Public officials should be on the side of the public, not developers
Here at VoteWater we make a big stink about special interests showering elected officials with campaign cash.
That’s because dirty money = dirty water.
But clearly, we’re thinking too small. For what’s mere campaign cash when you can pay a politician directly?
That appears to be what’s happening in Miami, where last week the Miami Herald reported Miami Mayor Francis Suarez is — or at least was — a paid consultant for a real estate developer.
According to court documents, Suarez “quietly” worked for Coconut Grove developer Location Ventures “for at least eight months from August 2022 through March 2023, earning a minimum of $80,000 for a previously undisclosed consulting side job,” the Herald reported.
Location Ventures is developing URBIN Coconut Grove, a mixed-use condo project that “requires permits and inspections from city departments,” the Herald reported.

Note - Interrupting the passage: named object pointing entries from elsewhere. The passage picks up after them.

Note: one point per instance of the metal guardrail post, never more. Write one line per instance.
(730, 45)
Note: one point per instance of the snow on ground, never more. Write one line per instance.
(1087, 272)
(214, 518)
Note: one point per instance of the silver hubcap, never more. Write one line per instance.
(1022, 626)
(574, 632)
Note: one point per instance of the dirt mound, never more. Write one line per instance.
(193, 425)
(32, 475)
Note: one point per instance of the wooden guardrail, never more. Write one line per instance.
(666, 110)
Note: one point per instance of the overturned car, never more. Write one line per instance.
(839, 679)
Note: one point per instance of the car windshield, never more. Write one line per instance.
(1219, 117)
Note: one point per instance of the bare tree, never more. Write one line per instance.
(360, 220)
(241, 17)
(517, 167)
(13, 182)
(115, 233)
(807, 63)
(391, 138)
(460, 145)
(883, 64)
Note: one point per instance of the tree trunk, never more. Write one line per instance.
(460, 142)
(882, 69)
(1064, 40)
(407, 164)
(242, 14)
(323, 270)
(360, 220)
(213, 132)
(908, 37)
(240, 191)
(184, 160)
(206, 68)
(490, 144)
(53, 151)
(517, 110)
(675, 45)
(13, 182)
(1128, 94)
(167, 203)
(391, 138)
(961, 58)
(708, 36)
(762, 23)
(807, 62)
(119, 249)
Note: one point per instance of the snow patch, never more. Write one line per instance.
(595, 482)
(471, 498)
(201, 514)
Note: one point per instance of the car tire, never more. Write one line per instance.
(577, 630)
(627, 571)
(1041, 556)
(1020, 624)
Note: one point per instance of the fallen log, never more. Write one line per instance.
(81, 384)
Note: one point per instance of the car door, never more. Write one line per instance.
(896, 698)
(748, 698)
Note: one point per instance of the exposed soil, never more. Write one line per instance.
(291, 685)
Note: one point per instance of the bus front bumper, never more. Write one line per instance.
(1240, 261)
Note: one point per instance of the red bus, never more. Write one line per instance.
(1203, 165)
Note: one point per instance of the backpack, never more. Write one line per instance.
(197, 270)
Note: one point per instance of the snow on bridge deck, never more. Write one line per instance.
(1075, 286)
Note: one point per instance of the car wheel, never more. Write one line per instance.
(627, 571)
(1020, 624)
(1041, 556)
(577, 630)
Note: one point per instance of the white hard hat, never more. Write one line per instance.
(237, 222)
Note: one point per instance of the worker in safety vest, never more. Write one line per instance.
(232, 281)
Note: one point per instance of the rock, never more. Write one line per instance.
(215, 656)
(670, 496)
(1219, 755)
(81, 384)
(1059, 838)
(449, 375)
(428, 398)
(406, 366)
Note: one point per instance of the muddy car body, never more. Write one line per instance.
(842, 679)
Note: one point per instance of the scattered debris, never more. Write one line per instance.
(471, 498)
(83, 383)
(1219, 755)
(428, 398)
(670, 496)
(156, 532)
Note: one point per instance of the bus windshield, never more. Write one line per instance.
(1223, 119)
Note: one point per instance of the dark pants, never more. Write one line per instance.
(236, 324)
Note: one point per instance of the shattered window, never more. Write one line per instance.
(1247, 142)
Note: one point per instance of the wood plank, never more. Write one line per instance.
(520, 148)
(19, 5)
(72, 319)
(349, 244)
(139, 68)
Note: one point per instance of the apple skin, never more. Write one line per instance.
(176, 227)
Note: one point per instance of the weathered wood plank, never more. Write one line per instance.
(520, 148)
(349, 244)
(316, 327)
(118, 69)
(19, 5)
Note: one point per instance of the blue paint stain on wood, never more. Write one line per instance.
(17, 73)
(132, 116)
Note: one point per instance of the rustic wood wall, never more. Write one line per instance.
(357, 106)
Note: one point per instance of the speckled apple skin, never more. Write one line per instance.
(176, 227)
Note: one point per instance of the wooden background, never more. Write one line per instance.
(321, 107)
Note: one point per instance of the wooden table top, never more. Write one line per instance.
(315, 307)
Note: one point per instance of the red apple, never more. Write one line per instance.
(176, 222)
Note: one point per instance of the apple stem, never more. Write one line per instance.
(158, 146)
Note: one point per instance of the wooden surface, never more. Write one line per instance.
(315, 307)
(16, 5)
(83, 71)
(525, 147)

While Suarez confirmed he worked for the company, his office insists that no issues involving the company have come before him in his official capacity as mayor.
But even if Suarez steers clear of this particular development, or others involving Location Ventures, his willingness to work for a developer with business before the city while in office sends an unmistakable message to every OTHER developer:
Go for it. I’ll make sure you’ll get what you need.
I’m on your side.
But public officials shouldn’t be on a developer’s “side.” They should be on the public’s side.
Too often in Florida, they simply aren’t.
That’s how we get legislation out of Tallahassee like the execrable Senate Bill 540, which disempowers citizens by saddling those who challenge a comprehensive plan amendment and lose with the other side’s legal fees.
Legislation like this betrays a mindset that “the public” is a problem, one which must be managed so developers can get on with their business.
Indeed, this mindset is often the reason we see so many of those comprehensive plan amendments in the first place, passed in places like Miami-Dade and Martin counties over the impassioned pleas of citizens. Developers know best; and where the development community has contributed generously to local candidates and elected officials, well, of course local decision-makers will consider the developer’s point of view; it just makes so much sense, don’t you think?
It’s called access: The special interests have it — because they paid for it — and you don’t. And that’s how we wind up here, with Florida’s comprehensive planning process being undermined at every turn as water quality continues to go south.
Suarez’s side hustle as a special interest lackey may be disappointing, but it’s also emblematic and unsurprising.
This, after all, is the Florida way.
And it will continue — until voters demand it stop.